Gul Jarol was another matter. She seemed…confused, yes…perhaps even hurt. Was it something to do with…another Skrain Dukat? But that wasn’t the worst of it: he could almost swear her lip curled with revulsion as she regarded him. Maybe he was just imagining it, but though he knew virtually nothing about her, the thought stung nonetheless. He straightened himself as best as he could, looked at Jarol, and said in the strongest tone he could muster, “I regret that you saw that, Gul.” He hoped he had managed to hide how the judgment
in her eyes made him feel. Or was it simply the memory of another’s judgment?
She looked at him and stared for a short moment; then she approached a bit closer, but still kept her distance.
“No, don't apologize,” she said quietly, shaking her head. “You did nothing wrong. I didn't want to...” She searched for the right word. She didn't want to use 'scare' as she felt it would be patronizing. A man, even an Oralian, who fought against his enemies was not a coward and telling him he was scared would be rude. “I didn't want to cause this. I
am sorry. I am very confused, just as you surely are, and...I am not used to not having answers to my questions. I will ask none until you are ready to talk, or if you are ready to talk. I cannot break my best friend's word.” She smiled slightly, glancing at Brenok who answered with his own smile.
She looked around to find another stool and mimicked Brenok's position, but half a meter farther from Dukat. She realized the glinn knew much better how to handle this situation and decided to trust his judgment.
“All of this is foreign to me,” Dukat admitted. He could see now that perhaps he had misjudged Gul Jarol: she too was feeling her way through the situation step by step. “I am not used to interstellar travel or to any of this; my home is Cardassia Prime. My
Cardassia.” He paused for a moment to process those words. Even if this warship was orbiting Prime itself, he could never hope to touch his home. Dukat pressed his lips together for a moment, then said, “All of my friends and family are there—my people…I can’t leave them behind. I will try to answer your questions.”

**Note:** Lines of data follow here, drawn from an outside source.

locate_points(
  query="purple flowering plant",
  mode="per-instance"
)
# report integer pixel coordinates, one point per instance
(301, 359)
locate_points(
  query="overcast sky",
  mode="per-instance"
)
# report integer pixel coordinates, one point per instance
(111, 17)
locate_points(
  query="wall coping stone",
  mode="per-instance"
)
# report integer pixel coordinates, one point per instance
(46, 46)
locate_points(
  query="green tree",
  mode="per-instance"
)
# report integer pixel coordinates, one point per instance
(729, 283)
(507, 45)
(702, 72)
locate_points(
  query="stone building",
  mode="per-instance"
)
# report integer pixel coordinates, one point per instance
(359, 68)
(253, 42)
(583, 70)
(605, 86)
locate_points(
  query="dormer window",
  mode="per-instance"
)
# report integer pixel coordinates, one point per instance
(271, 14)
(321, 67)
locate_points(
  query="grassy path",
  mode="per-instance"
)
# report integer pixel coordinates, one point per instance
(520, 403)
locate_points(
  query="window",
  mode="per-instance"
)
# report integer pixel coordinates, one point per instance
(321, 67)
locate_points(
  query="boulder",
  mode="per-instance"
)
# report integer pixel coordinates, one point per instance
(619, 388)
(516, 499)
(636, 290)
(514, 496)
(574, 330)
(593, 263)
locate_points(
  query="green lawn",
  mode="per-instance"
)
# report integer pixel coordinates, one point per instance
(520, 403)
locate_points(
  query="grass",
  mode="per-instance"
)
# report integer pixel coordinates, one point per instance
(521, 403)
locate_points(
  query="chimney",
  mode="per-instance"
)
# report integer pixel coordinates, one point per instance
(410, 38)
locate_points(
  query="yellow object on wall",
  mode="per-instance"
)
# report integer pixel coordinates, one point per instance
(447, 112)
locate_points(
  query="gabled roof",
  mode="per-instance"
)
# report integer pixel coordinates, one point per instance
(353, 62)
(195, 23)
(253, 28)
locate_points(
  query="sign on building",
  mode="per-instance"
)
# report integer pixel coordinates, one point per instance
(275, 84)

“Before we ask any questions relevant to sending you back home,” Brenok said, glancing at Jarol when saying the latter part of his sentence, “we will need to gather information from our transporter logs. I will check with our chief engineer if he can make any sense of it.” He started to rise, but Jarol's hand on his shoulder stopped him.
“I'll talk to Zamarran,” she said. “You stay with our guest.” She nodded to Dukat.